= The Oxcap MH measure of health =

OxCAP-MH capability well-being measure

The OxCAP-MH (Oxford CAPabilities questionnaire-Mental Health) is a self-reported capability wellbeing instrument designed for outcome measurement in mental health research. It captures dimensions of wellbeing within the conceptual framework of the capability approach. The OxCAP-MH has 16 items that are all rated on a 1–5 scale and include: limitation in daily activities, social networks, losing sleep over worry, enjoying social and recreational activities, having suitable accommodation, feeling safe, likelihood of assault, likelihood of discrimination, influencing local decisions, freedom of expression, appreciating nature, respecting and valuing people, enjoying friendship and support, self-determination, imagination and creativity, access to interesting activities or employment.

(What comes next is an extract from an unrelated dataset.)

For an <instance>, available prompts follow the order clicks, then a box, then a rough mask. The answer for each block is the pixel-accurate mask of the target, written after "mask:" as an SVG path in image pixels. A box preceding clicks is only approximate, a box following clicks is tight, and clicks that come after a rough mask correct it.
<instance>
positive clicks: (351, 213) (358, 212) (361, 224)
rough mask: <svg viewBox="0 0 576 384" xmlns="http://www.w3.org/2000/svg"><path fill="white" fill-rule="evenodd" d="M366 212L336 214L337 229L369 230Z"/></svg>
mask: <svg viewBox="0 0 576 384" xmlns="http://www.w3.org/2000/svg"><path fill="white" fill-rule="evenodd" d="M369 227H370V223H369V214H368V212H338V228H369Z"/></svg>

The original English version of the questionnaire was developed by Judit Simon and colleagues alongside the Oxford Community Treatment Order Evaluation Trial (OCTET) randomised controlled trial in the UK between 2008 and 2014. The OxCAP-MH's first psychometric validation, which was examined on a sample of patients with a primary diagnosis of revolving door psychotic illness, confirmed good feasibility, reliability and validity of the questionnaire with great potential for implementation in mental health practice for clinical and health economic evaluations. Since then the OxCAP-MH has been used and tested in different populations, settings and countries, including patients with mental health problems such as psychosis, depression, bipolar disorder, receiving integration assistance, or mixed mental health service use; other specific population groups such as refugees, or people living with HIV/AIDS; and the general population including the COVID-19 pandemic. The OxCAP-MH has also been implemented as outcome measure in multiple mental health economic evaluations and has preliminary preference weights developed.

Distribution of the OxCAP-MH is managed by the Department of Health Economics (DHE) at the Medical University of Vienna. A dedicated website provides detailed instructions for the registration of use and up-to-date information about the latest developments including available language versions (e.g. English, German, Hungarian, Chinese, Luganda, Juba Arabic, Korean (South Korea), Macedonian, Moldovan, Russian (Ukraine), and Ukrainian) and key references. The OxCAP-MH can be used free of charge for non-commercial education, research and clinical patient care purposes following prior registration.

== Development ==
The OxCAP-MH's theoretical background is rooted in Amartya Sen's capability theory. The development of this instrument was based on the earlier work of Paul Anand, who created a list of capability indicators based on Martha Nussbaum's list of 10 central human capabilities and the data from British Household Panel Survey. The list of central human capabilities regarded by Nussbaum as "constitutional guarantees in all nations", include life expectancy, bodily health, bodily integrity, senses, imagination and thought, emotions, practical reason, affiliation, other species, play and control over one's environment. This work was later developed into the OCAP-18 questionnaire designed to measure outcomes of public health interventions led by the University of Glasgow. As a subsequent step, the OCAP-18 was developed and tested into the OxCAP-MH capability wellbeing measure for use in mental health research as part of the Oxford Community Treatment Order Evaluation Trial (OCTET) study led by the University of Oxford. The OxCAP-MH underwent full psychometric validation and a standardised scoring system, complete concept elaboration and user guide were developed in collaboration between the University of Oxford and the Department of Health Economics (DHE) at the Medical University of Vienna by 2017.